Brighton and Hove’s controversial lottery-style school admissions scheme has failed to achieve one of its main aims, giving “have-nots” more access to better-performing schools, new research has found.

If anything, the system actually “slightly” increased socio-economic segregation, according to the study from London University’s Institute of Education and Bristol University.

Labour councillors from the authority attracted the ire of the right-wing press when they revealed that one of the reasons for introducing the scheme in March 2008 was to let “have-nots” compete for favoured schools against those who could afford to buy houses in the right area.

But their plan was not a pure lottery scheme and also involved new catchment areas. It is these areas that the study has found led to the scheme failing in its fairer-access goal.

“The introduction of a lottery on its own is not enough to equalise access to the high-performing popular schools,” the academics write. “The drawing of the catchment area boundaries is central to the outcome of the reform.”

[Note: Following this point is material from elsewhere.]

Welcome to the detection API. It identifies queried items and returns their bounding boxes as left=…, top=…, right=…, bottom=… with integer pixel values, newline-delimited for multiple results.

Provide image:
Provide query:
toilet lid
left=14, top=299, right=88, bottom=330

But they do report a “significant change in the relationship between the poverty of a student’s neighbourhood and the academic quality of the school attended by that student”.

Some pupils from wealthier neighbourhoods were now attending less academically successful secondaries than they might have expected previously.

“These are the primary group losing out from the reform, balanced by a more diffuse group of winners who gained access to the higher-performing schools,” the paper says.

A Brighton and Hove Council spokesman said the system had been endorsed as fair by the chief schools adjudicator. The sample of pupils used for the research was too small to draw a firm conclusion, he said.